Keeping your pet's coat in good condition is not just about aesthetic appearance: it also has a positive effect on his/her general well-being. In fact, the condition of the coat is often an indicator of your pet's state of health. Regular brushing is essential because it maintains the balance of the skin's ecosystem.
Additionally, having a pet in your life can sometimes create issues of inconvenience with shedding fur. Nothing is spared: your furniture, your cushions… even your wardrobe. Regular brushing is even more important if someone in the house is allergic to cat or dog hair. By accustoming pets to regular brushing when they are young, grooming can turn out to be a fun activity for both the animal and the owner. Find out our tips on how to brush your pet properly.
The importance of brushing
Because cats are particularly clean animals, people often underestimate the importance of brushing them. However, cats tend to swallow then vomit dead hair accumulated on the surface of their coats (the well-known "hairball" phenomenon) when cleansing themselves with their tongues. Moreover and although cats are talented with the kind of astonishing flexibility a professional acrobat would be proud of, they are sometimes unable to reach certain parts of their own bodies (due to age, arthritis, etc.).

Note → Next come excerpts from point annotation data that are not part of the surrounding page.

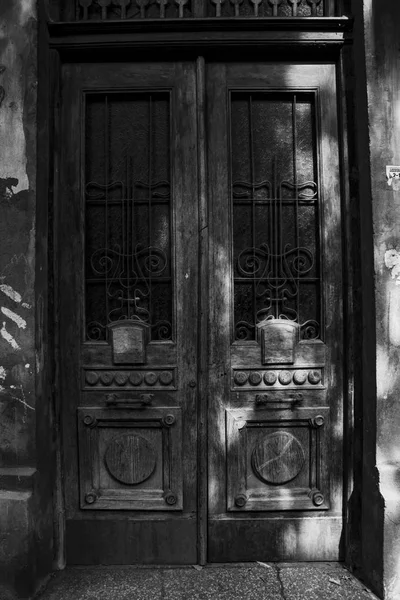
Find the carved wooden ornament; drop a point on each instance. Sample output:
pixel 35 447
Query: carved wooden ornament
pixel 278 339
pixel 129 339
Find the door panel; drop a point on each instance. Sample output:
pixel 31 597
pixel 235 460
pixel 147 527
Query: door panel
pixel 128 309
pixel 127 246
pixel 275 430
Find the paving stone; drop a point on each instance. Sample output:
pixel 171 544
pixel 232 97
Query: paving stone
pixel 105 583
pixel 221 583
pixel 320 582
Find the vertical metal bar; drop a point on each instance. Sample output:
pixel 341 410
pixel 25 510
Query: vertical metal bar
pixel 275 250
pixel 106 167
pixel 131 189
pixel 125 194
pixel 271 233
pixel 253 209
pixel 149 201
pixel 330 8
pixel 296 217
pixel 203 295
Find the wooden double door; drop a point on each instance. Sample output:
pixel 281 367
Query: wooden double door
pixel 199 307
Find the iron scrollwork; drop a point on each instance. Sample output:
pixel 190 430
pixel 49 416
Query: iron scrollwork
pixel 277 274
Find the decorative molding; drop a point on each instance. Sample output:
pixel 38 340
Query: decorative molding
pixel 120 450
pixel 317 32
pixel 249 379
pixel 116 379
pixel 267 451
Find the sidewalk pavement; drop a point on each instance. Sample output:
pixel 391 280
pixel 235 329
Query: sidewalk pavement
pixel 244 581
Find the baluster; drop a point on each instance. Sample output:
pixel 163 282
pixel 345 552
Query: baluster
pixel 236 4
pixel 142 5
pixel 123 4
pixel 163 4
pixel 256 5
pixel 85 5
pixel 218 6
pixel 314 5
pixel 275 5
pixel 181 4
pixel 295 4
pixel 104 4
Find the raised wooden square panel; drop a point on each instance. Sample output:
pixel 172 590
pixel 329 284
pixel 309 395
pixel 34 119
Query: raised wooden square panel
pixel 130 459
pixel 277 461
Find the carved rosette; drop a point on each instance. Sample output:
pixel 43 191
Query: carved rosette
pixel 130 459
pixel 117 378
pixel 278 458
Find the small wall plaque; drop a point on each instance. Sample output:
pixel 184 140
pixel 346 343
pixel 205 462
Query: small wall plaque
pixel 392 172
pixel 278 339
pixel 129 339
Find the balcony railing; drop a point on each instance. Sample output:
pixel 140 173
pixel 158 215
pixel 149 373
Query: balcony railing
pixel 106 10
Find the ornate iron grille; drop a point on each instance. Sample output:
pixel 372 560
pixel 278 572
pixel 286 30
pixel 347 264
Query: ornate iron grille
pixel 276 245
pixel 128 269
pixel 154 9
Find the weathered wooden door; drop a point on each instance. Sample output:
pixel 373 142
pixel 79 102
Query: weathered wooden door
pixel 127 255
pixel 275 402
pixel 129 283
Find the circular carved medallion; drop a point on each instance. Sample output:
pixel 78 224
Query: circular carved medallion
pixel 120 378
pixel 106 378
pixel 91 377
pixel 240 377
pixel 135 378
pixel 285 377
pixel 150 378
pixel 255 378
pixel 165 377
pixel 314 377
pixel 130 459
pixel 278 458
pixel 270 377
pixel 300 377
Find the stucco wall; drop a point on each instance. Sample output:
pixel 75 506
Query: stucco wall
pixel 25 505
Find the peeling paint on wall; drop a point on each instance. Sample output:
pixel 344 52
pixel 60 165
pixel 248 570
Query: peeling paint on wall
pixel 14 317
pixel 8 337
pixel 13 161
pixel 392 261
pixel 8 291
pixel 3 374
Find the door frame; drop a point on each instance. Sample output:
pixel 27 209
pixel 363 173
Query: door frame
pixel 80 46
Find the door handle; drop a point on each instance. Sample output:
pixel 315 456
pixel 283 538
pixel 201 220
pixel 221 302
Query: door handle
pixel 138 401
pixel 295 398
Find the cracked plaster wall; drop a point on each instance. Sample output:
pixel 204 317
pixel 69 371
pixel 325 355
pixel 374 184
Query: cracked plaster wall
pixel 381 418
pixel 18 83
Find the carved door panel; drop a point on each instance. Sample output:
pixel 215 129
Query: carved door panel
pixel 275 404
pixel 127 300
pixel 127 246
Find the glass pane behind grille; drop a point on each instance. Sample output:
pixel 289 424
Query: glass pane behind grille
pixel 127 212
pixel 276 247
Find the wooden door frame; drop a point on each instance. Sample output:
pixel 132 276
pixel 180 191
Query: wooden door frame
pixel 73 42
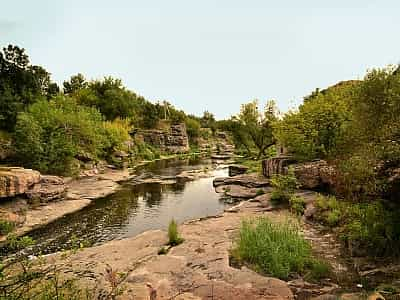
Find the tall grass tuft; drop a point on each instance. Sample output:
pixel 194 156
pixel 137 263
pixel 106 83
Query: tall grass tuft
pixel 277 249
pixel 173 234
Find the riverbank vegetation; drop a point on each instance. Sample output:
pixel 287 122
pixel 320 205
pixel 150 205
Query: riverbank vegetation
pixel 60 130
pixel 277 249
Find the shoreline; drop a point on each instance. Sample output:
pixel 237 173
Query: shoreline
pixel 81 192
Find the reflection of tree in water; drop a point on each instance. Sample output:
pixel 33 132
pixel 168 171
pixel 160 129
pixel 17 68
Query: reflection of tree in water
pixel 98 222
pixel 153 193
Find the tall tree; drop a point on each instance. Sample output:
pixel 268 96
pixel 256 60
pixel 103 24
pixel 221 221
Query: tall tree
pixel 21 84
pixel 258 125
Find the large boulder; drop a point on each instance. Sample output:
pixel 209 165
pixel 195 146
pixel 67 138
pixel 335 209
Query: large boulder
pixel 16 181
pixel 237 170
pixel 50 188
pixel 315 174
pixel 174 139
pixel 276 165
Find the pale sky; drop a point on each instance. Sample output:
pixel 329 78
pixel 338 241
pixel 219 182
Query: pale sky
pixel 207 54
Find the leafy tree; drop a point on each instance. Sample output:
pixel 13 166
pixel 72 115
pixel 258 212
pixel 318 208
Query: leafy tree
pixel 50 136
pixel 316 130
pixel 21 84
pixel 76 83
pixel 258 126
pixel 193 129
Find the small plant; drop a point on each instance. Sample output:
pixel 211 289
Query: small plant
pixel 275 249
pixel 333 217
pixel 318 269
pixel 6 227
pixel 162 251
pixel 297 205
pixel 260 192
pixel 173 235
pixel 284 186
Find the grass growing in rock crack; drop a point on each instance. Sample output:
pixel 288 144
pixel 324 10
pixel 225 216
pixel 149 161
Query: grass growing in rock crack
pixel 6 227
pixel 277 249
pixel 173 235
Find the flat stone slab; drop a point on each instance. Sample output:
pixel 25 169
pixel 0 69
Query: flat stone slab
pixel 198 268
pixel 16 181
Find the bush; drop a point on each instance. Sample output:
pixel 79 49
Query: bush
pixel 369 227
pixel 283 186
pixel 297 204
pixel 275 249
pixel 51 134
pixel 173 236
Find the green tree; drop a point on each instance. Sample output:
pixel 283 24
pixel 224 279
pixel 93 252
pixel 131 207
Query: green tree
pixel 258 126
pixel 51 135
pixel 21 84
pixel 76 83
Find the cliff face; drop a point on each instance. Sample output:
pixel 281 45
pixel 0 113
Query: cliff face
pixel 173 140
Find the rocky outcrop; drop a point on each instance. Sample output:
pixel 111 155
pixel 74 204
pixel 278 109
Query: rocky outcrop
pixel 174 140
pixel 30 183
pixel 199 268
pixel 311 175
pixel 50 188
pixel 237 170
pixel 16 181
pixel 315 174
pixel 276 165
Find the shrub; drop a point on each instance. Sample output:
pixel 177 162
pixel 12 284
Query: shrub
pixel 369 227
pixel 275 249
pixel 162 251
pixel 283 186
pixel 173 234
pixel 297 204
pixel 6 227
pixel 51 134
pixel 260 192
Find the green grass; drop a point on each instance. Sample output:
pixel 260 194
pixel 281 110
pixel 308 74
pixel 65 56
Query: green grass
pixel 297 205
pixel 6 227
pixel 173 235
pixel 276 249
pixel 369 228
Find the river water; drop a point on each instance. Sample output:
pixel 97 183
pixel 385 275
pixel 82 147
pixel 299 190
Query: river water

Unlike cats, dogs do not clean themselves on their own. When their fur gets dirty, cleansing and brushing is necessary in order to maintain their skin in good condition and keep their coat looking fine and beautiful.
The benefits for the animal
For these reasons, regular brushing should be made a standard part of your pet's grooming routine during periods of molt. Brushing stimulates both blood circulation and the secretion of cutaneous sebum. Such mechanical action helps remove dead hair and various types of dirt and particles (weeds, soil, grass seeds, etc.) as well as facilitate the growth of new fur.

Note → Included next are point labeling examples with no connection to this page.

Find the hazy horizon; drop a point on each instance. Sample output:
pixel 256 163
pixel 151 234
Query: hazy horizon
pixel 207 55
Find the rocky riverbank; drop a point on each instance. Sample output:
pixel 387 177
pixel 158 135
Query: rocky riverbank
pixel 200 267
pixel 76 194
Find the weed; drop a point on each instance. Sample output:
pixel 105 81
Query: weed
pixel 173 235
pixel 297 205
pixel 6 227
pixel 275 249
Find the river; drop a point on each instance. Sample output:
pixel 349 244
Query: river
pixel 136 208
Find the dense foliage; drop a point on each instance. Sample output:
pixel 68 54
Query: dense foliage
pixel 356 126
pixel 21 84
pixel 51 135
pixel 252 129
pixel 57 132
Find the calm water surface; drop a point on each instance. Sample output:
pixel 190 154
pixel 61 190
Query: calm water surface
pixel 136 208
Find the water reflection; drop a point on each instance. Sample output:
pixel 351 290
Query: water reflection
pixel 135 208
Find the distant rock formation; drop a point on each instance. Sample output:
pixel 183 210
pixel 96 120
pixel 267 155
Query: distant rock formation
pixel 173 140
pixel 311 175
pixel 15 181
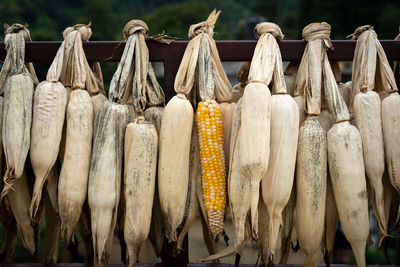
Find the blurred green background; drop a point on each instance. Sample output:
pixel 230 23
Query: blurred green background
pixel 47 19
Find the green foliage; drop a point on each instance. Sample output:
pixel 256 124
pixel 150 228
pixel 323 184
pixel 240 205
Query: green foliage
pixel 176 19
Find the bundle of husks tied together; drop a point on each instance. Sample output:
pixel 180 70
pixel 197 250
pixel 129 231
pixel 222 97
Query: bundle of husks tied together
pixel 17 82
pixel 121 133
pixel 62 127
pixel 374 102
pixel 191 143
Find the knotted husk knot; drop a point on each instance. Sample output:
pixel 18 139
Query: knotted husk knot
pixel 268 27
pixel 18 28
pixel 133 26
pixel 83 29
pixel 204 26
pixel 314 31
pixel 360 30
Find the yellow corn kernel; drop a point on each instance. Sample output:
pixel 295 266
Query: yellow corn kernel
pixel 211 141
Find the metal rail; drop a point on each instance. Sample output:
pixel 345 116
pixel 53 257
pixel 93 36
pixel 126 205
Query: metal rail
pixel 171 55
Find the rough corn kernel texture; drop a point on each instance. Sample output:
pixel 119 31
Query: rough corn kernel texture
pixel 211 141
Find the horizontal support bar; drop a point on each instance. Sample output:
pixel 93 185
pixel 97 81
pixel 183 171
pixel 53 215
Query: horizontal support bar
pixel 291 50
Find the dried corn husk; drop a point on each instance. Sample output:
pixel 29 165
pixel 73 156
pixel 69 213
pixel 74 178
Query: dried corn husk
pixel 49 105
pixel 156 234
pixel 311 166
pixel 371 71
pixel 133 83
pixel 278 181
pixel 192 207
pixel 331 220
pixel 17 84
pixel 345 91
pixel 211 85
pixel 288 225
pixel 291 77
pixel 85 232
pixel 396 66
pixel 346 167
pixel 255 118
pixel 19 201
pixel 173 171
pixel 227 110
pixel 141 143
pixel 136 84
pixel 331 213
pixel 11 234
pixel 200 53
pixel 238 186
pixel 242 78
pixel 52 230
pixel 77 75
pixel 72 187
pixel 105 174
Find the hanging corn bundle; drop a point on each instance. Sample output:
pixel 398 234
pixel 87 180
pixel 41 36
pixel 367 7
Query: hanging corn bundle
pixel 153 114
pixel 346 167
pixel 106 163
pixel 17 86
pixel 136 85
pixel 278 181
pixel 201 53
pixel 331 213
pixel 250 138
pixel 391 129
pixel 49 105
pixel 213 121
pixel 77 75
pixel 311 167
pixel 376 121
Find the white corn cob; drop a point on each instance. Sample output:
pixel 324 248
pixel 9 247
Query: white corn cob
pixel 311 171
pixel 368 118
pixel 346 167
pixel 255 140
pixel 156 235
pixel 173 165
pixel 17 118
pixel 74 175
pixel 49 105
pixel 105 176
pixel 277 184
pixel 141 143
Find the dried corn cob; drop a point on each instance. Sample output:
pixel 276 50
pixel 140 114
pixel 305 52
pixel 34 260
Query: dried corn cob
pixel 346 168
pixel 210 129
pixel 311 166
pixel 17 85
pixel 278 181
pixel 367 108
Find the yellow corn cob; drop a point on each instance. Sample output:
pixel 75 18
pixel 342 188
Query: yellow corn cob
pixel 211 141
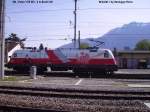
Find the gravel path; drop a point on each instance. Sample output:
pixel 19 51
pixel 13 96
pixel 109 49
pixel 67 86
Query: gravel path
pixel 67 104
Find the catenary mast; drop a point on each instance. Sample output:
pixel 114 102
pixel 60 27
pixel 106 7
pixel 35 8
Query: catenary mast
pixel 2 43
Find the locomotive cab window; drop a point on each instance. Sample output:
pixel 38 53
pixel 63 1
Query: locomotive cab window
pixel 106 54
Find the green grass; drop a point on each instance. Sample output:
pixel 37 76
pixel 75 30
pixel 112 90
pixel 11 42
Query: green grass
pixel 9 78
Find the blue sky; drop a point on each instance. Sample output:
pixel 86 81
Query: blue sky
pixel 51 23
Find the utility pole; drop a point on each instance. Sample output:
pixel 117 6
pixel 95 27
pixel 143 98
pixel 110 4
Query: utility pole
pixel 79 39
pixel 2 40
pixel 75 22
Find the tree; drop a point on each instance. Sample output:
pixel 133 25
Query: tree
pixel 84 46
pixel 143 45
pixel 14 38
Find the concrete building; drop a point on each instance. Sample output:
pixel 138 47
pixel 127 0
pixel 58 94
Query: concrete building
pixel 133 59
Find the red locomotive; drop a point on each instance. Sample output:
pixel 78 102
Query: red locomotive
pixel 78 60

The process of a careful and thorough brushing also gives you an opportunity to check on any presence of parasites such as ticks or fleas. Furthermore, it enables you to detect any wounds on the skin.
How frequently brushing is required depends on the breed and its fur type. A long-haired animal or one that is going through a period of molt will need more frequent care and maintenance (once per day) than a short-haired animal (once per week).
How to choose the right brush for your dog or cat?
For short-haired animals (Boxer, Labrador, Doberman, etc.), we recommend first of all using a metal comb with very fine, closely set teeth as this will remove dead hair from both the topcoat and the undercoat. Afterwards, use a soft brush to get the coat smooth and glossy.
With long-haired animals (Collie, Yorkshire, Golden Retriever, etc.), it is advisable to spend some time untangling the coat prior to brushing. To do so, first use a metal comb with widely spaced teeth and work away at the knots delicately using gentle, rapid movements. Then focus on each lock of hair individually, holding them at the base to avoid causing any suffering to the animal. In particularly difficult cases, don't be afraid to use a pair of blunt-ended scissors to cut the knot. The process of untangling fur can be painful for the animal; a patient approach and gentle movements will help to calm and reassure him/her. If your pet resists being brushed or is frightened by the process, special grooming gloves are available. This is one health and wellbeing device which your pet is absolutely certain to adore!
Good to know: remember to eliminate any knot in the fur before bathing your animal as water tends to tighten them. Do not hesitate to offer a reward or treat to your pet after the brushing. We recommend beginning this ritual from the age of 3 months onwards. Your encouragement and your soft voice will soothe your companion.